Before: MYRIAM J. ALTMAN, J.P., WILLIAM D. FRIEDMANN, NANCY E. SMITH, THOMAS A. ADAMS, JJ.
ORDERED that the order is affirmed insofar as appealed from, with one bill of costs payable to the respondents appearing separately and filing separate briefs.
As a result of a storm which occurred on May 29, 1995, a caretaker's cottage on the plaintiff's property was damaged. The replacement cost of the cottage exceeded the limits of coverage available under the insurance policy for the cottage.
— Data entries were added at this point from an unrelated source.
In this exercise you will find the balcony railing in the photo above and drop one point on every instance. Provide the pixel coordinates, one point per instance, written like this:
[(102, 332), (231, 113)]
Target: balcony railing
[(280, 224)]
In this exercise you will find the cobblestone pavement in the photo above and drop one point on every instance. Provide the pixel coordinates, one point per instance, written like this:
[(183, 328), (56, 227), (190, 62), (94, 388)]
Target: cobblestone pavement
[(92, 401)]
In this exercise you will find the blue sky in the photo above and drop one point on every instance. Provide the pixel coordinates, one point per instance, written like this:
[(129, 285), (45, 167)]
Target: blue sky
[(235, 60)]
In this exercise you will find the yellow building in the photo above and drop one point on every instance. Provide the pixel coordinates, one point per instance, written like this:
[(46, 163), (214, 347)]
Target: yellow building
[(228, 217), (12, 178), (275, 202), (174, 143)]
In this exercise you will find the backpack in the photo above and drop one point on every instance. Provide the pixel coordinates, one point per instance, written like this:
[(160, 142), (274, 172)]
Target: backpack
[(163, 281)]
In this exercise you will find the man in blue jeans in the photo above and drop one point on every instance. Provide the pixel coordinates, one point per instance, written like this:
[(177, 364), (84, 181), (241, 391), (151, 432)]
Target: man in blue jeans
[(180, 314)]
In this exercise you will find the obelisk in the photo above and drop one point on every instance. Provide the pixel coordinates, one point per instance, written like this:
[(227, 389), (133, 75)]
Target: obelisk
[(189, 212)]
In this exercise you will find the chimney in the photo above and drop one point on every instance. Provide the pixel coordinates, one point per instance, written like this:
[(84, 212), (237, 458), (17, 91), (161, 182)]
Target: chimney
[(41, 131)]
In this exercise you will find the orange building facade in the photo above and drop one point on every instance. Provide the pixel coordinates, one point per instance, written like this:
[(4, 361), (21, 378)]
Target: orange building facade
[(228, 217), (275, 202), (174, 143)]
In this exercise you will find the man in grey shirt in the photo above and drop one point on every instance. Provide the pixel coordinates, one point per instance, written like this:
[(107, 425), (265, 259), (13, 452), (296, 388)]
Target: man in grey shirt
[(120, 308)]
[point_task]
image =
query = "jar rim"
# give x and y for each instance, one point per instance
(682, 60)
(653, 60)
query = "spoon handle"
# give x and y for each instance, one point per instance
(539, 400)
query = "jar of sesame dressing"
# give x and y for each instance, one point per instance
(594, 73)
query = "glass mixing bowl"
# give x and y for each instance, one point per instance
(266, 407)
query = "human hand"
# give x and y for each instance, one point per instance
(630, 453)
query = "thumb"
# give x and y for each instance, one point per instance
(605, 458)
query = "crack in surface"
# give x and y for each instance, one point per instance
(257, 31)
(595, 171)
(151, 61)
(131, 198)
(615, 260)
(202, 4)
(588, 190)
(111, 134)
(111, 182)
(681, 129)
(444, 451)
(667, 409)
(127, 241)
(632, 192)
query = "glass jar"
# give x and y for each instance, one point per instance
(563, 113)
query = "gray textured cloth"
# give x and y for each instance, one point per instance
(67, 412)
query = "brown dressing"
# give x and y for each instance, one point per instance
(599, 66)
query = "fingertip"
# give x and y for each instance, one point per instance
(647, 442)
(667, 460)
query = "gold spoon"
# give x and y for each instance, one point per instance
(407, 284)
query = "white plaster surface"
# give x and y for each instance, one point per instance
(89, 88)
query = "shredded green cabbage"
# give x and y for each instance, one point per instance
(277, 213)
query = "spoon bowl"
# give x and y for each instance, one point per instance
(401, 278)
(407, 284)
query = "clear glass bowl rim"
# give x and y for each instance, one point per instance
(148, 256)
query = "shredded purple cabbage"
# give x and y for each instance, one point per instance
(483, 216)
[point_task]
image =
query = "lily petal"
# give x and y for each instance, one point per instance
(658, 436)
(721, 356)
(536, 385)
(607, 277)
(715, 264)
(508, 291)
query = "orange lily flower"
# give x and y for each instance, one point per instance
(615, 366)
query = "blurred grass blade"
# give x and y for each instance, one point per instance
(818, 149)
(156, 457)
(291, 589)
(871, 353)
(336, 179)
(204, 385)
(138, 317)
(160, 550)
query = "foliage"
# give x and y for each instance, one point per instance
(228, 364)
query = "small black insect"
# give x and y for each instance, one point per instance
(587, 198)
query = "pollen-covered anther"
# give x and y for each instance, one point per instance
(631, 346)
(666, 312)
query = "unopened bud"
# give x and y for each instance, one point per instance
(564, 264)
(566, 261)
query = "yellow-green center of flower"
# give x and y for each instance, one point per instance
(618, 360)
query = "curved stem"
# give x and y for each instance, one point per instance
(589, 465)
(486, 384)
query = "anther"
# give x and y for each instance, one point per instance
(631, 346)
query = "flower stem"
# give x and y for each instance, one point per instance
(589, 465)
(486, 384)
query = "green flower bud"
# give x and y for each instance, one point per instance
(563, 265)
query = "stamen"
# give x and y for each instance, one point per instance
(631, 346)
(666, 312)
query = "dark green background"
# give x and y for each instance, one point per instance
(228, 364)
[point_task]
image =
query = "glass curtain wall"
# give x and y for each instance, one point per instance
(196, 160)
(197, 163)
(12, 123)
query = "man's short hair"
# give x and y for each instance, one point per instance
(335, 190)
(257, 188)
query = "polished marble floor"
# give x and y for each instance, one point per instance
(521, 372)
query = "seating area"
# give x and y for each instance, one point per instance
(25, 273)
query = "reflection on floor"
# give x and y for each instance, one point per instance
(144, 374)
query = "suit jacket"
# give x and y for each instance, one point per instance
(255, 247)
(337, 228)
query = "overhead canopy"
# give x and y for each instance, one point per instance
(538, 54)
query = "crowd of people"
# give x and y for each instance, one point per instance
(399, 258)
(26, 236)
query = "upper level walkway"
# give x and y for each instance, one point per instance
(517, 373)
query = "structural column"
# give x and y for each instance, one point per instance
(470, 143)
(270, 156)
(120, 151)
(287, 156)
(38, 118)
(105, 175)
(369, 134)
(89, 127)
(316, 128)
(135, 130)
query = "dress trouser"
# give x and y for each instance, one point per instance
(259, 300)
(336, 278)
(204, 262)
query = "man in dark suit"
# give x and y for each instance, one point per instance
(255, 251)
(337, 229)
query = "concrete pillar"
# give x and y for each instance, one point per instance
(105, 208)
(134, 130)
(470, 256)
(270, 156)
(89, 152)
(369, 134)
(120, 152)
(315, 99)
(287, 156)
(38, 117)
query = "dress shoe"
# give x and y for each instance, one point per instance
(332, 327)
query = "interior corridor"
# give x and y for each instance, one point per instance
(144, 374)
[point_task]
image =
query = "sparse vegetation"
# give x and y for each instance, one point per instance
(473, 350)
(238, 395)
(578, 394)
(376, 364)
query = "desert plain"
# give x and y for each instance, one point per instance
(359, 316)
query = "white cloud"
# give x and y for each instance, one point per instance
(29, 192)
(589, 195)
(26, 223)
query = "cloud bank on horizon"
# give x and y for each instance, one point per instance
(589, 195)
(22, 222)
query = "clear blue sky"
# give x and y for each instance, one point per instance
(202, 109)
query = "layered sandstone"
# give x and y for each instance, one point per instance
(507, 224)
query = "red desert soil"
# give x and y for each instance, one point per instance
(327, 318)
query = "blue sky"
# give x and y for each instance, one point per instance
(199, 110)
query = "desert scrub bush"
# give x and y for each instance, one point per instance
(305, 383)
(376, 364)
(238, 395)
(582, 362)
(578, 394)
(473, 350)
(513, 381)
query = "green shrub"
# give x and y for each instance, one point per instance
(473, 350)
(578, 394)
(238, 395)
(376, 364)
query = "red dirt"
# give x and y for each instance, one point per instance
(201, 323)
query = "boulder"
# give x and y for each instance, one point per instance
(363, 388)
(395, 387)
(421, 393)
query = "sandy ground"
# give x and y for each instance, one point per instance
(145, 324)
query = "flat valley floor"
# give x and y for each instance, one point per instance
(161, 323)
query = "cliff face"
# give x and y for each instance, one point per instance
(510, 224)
The plaintiff commenced this action to recover damages for negligence against the defendants, the insurance brokers who secured the policy, for failure to advise it to increase the amount of coverage for the cottage because it had been renovated. Summary judgment was properly awarded to the defendants, who apart from a "common-law duty to obtain requested coverage for their clients within a reasonable time or inform the client of the inability to do so * * * [had] no continuing duty to advise, guide or direct a client to obtain additional coverage" (Murphy v. Kuhn, 90 N.Y.2d 266, 270; see, Hesse v. Speece, 278 A.D.2d 368; Ambrosino v. Exchange Ins. Co., 265 A.D.2d 627). In opposition to the prima facie showing of entitlement to judgment as a matter of law, the plaintiff failed to raise a triable issue of fact as to the existence of a special relationship (see, Murphy v. Kuhn, supra; Hesse v. Speece, supra; cf., Shenorock Shore Club v. Rollins Agency, 270 A.D.2d 330).
The plaintiff's remaining contentions are without merit.
ALTMAN, J.P., FRIEDMANN, SMITH and ADAMS, JJ., concur.